Wer höchste fachliche Herausforderungen sucht, sollte jetzt eine verantwortungsvolle IT-Position in der Versicherungswirtschaft anpeilen. Abenteuerlich erscheinen die Anforderungen, die die Strategen dieser wettbewerbsgebeutelten Branche an ihre IT-Manager stellen. Nach dem Batch-orientierten, konventionellen Alltagsgeschäft der Vergangenheit, bestimmen heute die innovativsten und technisch anspruchsvollsten IT-Anwendungen das Überleben im EU-Markt.
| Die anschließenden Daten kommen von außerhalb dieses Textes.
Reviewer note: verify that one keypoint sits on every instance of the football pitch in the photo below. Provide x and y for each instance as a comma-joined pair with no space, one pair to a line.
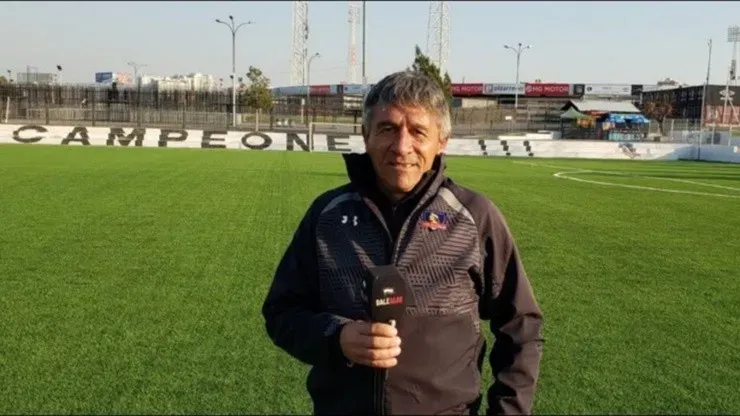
131,280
Höchste Priorität haben Kundenbindungs- und -gewinnungsproramme. Zwar ist das herkömmliche Geschäft der Generalagenturen weiterhin mit komfortablen Beratungsprogrammen zu unterstützen, doch muss gleichzeitig das künftige Massengeschäft via Direkt-Marketing durch attraktive Web-Auftritte forciert werden. Data Mining, komplex und teuer, ist - häufig noch gegen Widerstände - einzuführen. Schließlich sollen sich transparente Selektionsmechanismen etablieren, die einerseits ein lohnendes Cross Selling ermöglichen, andererseits aber dem persönlichen Kundenkontakt im Außendienst ausreichend Raum zubilligen. Wem ein solcher Spagat zwischen herkömmlicher Mainframe-Welt und kreativer Web-Technologie gelingt, dem dürfte die zweite große Herausforderung, eine "Allzeit-Bereit-Strategie" der IT-Abteilung, auch reizvoll erscheinen. Schließlich bestimmt nicht allein der Vertriebserfolg - so sehr er betont wird - die Positionierung im bewegten Markt der Assekuranz.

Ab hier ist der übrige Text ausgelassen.